In 2020, 35% of our existing restaurant clients moved to delivery-only - operating under the virtual kitchen model. Not surprising though, the pandemic had moved the industry in an unprecedented way and not long from now, all restaurants, including the food trucks, independent establishments, and even big retail giants would be compelled to expand using the concept of virtual kitchens.
Ghost Kitchen or Virtual Kitchen is not something that we weren’t aware of before the pandemic, just that the concept saw a rapid growth in demand as shutdowns became a norm around the world, with delivery being the only medium to keep the restaurant industry afloat.
Now that we’ve come to a point of acceptance, trying to find our way out of the adversity and refurbish the strategies to fit into the new normal, it’s turning out that virtual kitchens are finding home in every businesses’ annual growth strategy plans - but of course, with some hesitations owning to the myths that surround this model.
We decided to bust some myths around this instant-restaurant phenomenon and help you make an informed decision.
There seems to be a preconceived notion that restaurants set up in small spaces may not be as professional as the ones that we see in a full-fledged restaurant set up. The words “Dark”, “Ghost” or perhaps “Virtual” associated with this model project unregulated, a bit sketchy kitchens that may or may not even have standard equipment to deliver quality meals.

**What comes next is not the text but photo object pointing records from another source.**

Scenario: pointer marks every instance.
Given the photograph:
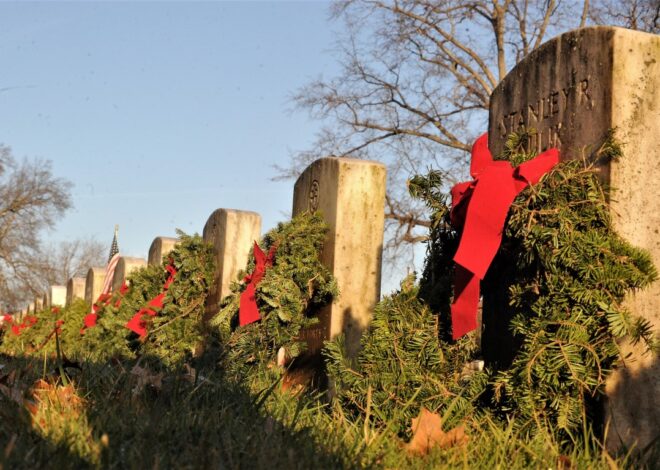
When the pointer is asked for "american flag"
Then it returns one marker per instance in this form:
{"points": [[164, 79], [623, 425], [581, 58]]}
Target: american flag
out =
{"points": [[113, 259]]}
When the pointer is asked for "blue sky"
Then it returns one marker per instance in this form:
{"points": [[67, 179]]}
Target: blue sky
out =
{"points": [[159, 113]]}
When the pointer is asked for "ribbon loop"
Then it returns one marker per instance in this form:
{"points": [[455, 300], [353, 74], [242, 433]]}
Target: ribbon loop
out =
{"points": [[479, 209], [248, 311]]}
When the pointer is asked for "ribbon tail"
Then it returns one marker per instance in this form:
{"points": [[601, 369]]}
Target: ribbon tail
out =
{"points": [[137, 325], [90, 320], [248, 311], [466, 302]]}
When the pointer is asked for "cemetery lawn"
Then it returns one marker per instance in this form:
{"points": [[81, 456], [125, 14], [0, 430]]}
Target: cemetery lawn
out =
{"points": [[119, 415]]}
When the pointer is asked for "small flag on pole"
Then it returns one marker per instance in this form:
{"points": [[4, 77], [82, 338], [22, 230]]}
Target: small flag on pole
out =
{"points": [[113, 259]]}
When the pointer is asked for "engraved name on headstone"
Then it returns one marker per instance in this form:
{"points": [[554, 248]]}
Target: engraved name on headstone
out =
{"points": [[573, 90], [350, 195]]}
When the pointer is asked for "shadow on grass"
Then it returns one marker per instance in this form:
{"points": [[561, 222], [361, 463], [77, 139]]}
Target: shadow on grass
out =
{"points": [[147, 420]]}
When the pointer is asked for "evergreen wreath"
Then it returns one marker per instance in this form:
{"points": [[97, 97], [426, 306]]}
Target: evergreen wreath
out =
{"points": [[292, 291], [558, 283]]}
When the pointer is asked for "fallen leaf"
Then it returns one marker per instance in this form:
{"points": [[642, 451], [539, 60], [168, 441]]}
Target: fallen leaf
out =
{"points": [[295, 381], [428, 433], [146, 377]]}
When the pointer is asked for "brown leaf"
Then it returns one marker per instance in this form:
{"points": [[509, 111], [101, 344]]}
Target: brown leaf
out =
{"points": [[296, 381], [146, 377], [428, 433]]}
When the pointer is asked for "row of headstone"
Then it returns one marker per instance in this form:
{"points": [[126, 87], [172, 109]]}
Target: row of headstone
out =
{"points": [[573, 90], [349, 193]]}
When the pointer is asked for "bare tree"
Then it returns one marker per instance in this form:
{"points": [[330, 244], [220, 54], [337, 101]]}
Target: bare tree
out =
{"points": [[30, 200], [415, 85], [70, 259], [643, 15]]}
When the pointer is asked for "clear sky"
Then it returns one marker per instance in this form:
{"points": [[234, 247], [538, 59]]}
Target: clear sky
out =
{"points": [[161, 112]]}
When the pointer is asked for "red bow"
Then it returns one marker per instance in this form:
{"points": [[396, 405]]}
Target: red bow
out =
{"points": [[137, 324], [480, 208], [248, 311]]}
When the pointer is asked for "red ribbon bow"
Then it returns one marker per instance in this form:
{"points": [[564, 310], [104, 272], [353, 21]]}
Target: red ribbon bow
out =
{"points": [[248, 311], [137, 323], [480, 208]]}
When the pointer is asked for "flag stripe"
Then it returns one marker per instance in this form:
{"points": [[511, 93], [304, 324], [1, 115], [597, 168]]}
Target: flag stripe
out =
{"points": [[109, 274]]}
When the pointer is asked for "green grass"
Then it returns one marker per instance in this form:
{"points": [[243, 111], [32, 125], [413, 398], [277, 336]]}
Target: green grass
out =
{"points": [[209, 421]]}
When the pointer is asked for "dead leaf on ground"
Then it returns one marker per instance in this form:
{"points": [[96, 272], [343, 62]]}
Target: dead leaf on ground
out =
{"points": [[295, 381], [146, 377], [428, 433]]}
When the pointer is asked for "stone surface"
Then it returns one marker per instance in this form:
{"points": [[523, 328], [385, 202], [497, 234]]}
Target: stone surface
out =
{"points": [[56, 296], [350, 194], [94, 284], [572, 90], [75, 289], [125, 266], [159, 248], [232, 234]]}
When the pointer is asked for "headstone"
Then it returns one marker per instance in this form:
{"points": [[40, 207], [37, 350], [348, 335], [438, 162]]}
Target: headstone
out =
{"points": [[94, 284], [573, 90], [57, 296], [159, 248], [125, 266], [75, 289], [350, 195], [232, 234]]}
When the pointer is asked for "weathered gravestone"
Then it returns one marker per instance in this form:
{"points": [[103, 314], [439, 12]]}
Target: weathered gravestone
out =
{"points": [[350, 195], [75, 289], [232, 234], [94, 284], [159, 248], [125, 266], [573, 90], [56, 296]]}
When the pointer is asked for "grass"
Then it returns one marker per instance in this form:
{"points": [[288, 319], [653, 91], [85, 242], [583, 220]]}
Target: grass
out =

This is obviously not true!
Virtual Kitchen setups are as professional as any real kitchen. In fact, due to low overhead expenses, the owners of such establishments are able to invest in state-of-the-art equipment and tools that not only help the staff churn out innovative dishes, but in less time than what a regular restaurant kitchen would take. In fact, there are many companies that provide fully-equipped virtual kitchens with all necessary and modern equipment that a team of chefs would require to maintain the highest standards possible.
It’s no doubt that hygiene and sanitation are most important when it comes to food preparation, especially in today’s times when hygiene and safety have become the golden words for marketers across the food & restaurant industry.
Any business that deals with food are required to maintain a certain level of hygiene, regardless of whether the food is being prepared in a five-star facility or a ghost kitchen set up in a small apartment building. All establishments are required to attain Food Safety and Hygiene Certification before beginning operations, and most of the states conduct regular inspections to ensure that hygiene standards are maintained at all times.
Now with the looming Pandemic, throughout the industry, the kitchen staff is practicing social distancing and following hygiene habits such as covering mouths with N95 masks and wearing disposable gloves. Cloud kitchen operators have introduced a live body temperature tracker that provides customers with a live feed of body temperature checks for all those handling their delivery orders.
That is absolutely incorrect! If a popular brand like Panera Bread, for example, plans to expand to other locations to widen reach during pandemic times, it’s definitely going to target the hot spots of the city that is easily accessible to delivery personnel and consumers alike.
Restaurants cannot afford to locate themselves on the outskirts, it would not only cost them a lot of time and money to make each delivery but also affect the quality of food. When food travels a long distance it ends up cold, soggy food, and unappetizing which can lead to a bad customer experience.
Not at all. In fact, in the current market scenario, there are many companies that offer a full-fledged kitchen set up on a monthly subscription basis. From picking up the restaurant concept to leveraging the existing staff, Virtual Kitchen for Marketplace provides lucrative opportunities to create highly-profitable delivery-only brands without any added overhead cost.
All you have to do is design your menu, and move into the facility. Once you’re stocked up, you can start taking orders from different channels and prepare dishes on demand.
The pandemic further increased the need for and adoption of the concept with mass shuttering of dine-in and/or limited capacity.
Another important aspect of a successful virtual kitchen is to have a strong online presence, which would again not cost you a fortune if you partner with the right technology service. Restolabs’ basic plan starts at $45/per month/per store which not only provides a branded restaurant website but also advance features like Contactless Ordering, Curbside Pick up, Advance Ordering to match your customers’ expectations.
All in all, it shouldn’t cost you more than a few hundred dollars to get started with your first Virtual Kitchen.
It totally depends on a brand, whether or not it wants to offer takeaway service to its customers. There are many facilities that offer the flexibility of a takeout window or even drive-thrus. Considering the fact that takeout accounts for 35%-40% of the total revenue in the current scenario, if you wish to add off-premises to your service offering, you’d want to set up your virtual kitchen in a way that’s visible to your customers for a quick take away.
So here we are, debunking the most common myths around the Virtual Kitchen set up. We hope the information shared has been useful and will help you gain confidence in this thriving model.